Earthquake centered in Illinois rocks Indiana
By The Associated Press
Friday, April 18, 2008 8:58 PM EDT
INDIANAPOLIS - Kyle and Julie Smith thought their dog was having a seizure when they awoke early Friday to find their bedroom shaking. But the dog wasn't on the bed - she was pacing nervously about as a magnitude 5.2 earthquake swayed the Midwest.
The temblor, which struck at 4:37 a.m. Central time and caused minor damage in southeastern Illinois, was felt as far away as Milwaukee, Des Moines, Iowa, and Atlanta.
Only small amounts of damage were reported in Indiana's southwestern corner.
The Smiths said they quickly realized that it was an earthquake because they recalled a magnitude 5.0 quake centered near Lawrenceville, Ill., that shook Indiana in 1987.
‘‘It can't say that I was frightened at all because I remembered that one in the late ‘80s. It was really just a little bump,'' Kyle Smith said.
About six hours later, they were at work at downtown Indianapolis' 38-story OneAmerica Tower when they felt a magnitude 4.6 aftershock - one of dozens that followed the pre-dawn quake.
In Vincennes, about 25 miles from the first quake's epicenter six miles from West Salem, Ill., police reported that bricks fell from an abandoned home's chimney in the 5.2-magnitude quake.
Joe Wainscott Jr., executive director of the Indiana Department of Homeland Security, said there were also reports from southwestern Indiana of glass breaking and a mobile home that may have come off its foundation.
Indiana State Police spokesman Sgt. Todd Ringle from the Evansville post said he was shaken out of his bed by the earth's motion. Other Indiana residents, such as Kelly Bolte, a waitress in Seymour, about 60 miles south of Indianapolis, were simply awakened by the shaking.

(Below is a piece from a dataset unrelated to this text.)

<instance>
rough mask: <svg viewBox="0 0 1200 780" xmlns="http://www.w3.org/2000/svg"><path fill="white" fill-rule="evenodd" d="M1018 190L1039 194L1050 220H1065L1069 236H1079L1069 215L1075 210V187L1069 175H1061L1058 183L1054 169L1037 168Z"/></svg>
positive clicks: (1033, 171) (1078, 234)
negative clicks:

‘‘The things on my curio were rattling and the water in the fish bowl was splashing,'' she said. ‘‘It felt like the dog was running through the house.''
After the quake, Indiana Department of Transportation crews immediately began inspecting about 800 bridges and overpasses along such highways as Interstate 64 and U.S. 41 in southwestern Indiana. Only one problem was seen - a bridge with an existing problem that was possibly worsened by the quake, said INDOT spokesman Andy Dietrick.
‘‘But this was not anything that would compromise the integrity of the bridge,'' he said.
After the 4.6-magnitude aftershock, he said INDOT crews re-inspected six bridges that are on a special inspection list because they have a similar design to the Interstate 35W bridge that collapsed in Minneapolis last August.
At Vincennes University, about 30 miles east of the epicenter, all five dormitories were evacuated as a precaution, sending nearly 1,500 students to an intramural field for an hour, said university spokesman Duane Chattin.
In one residence hall, the earthquake triggered the fire alarm, Chattin said.
The quake was apparently part of the Wabash Valley fault, a northern extension of the New Madrid fault about six miles north of Mount Carmel, Ill.
Larry Braile, head of Purdue University's Department of Earth and Atmospheric Sciences, said Friday's quake was the most powerful in the Midwest since a magnitude 5.5 rocked southeastern Illinois in November 1968.
Phil Roberts, an earthquake consultant for Indiana, said the state experiences hundreds of earthquakes each year with magnitudes ranging from 1.2 to about 2.0 - too weak to be felt.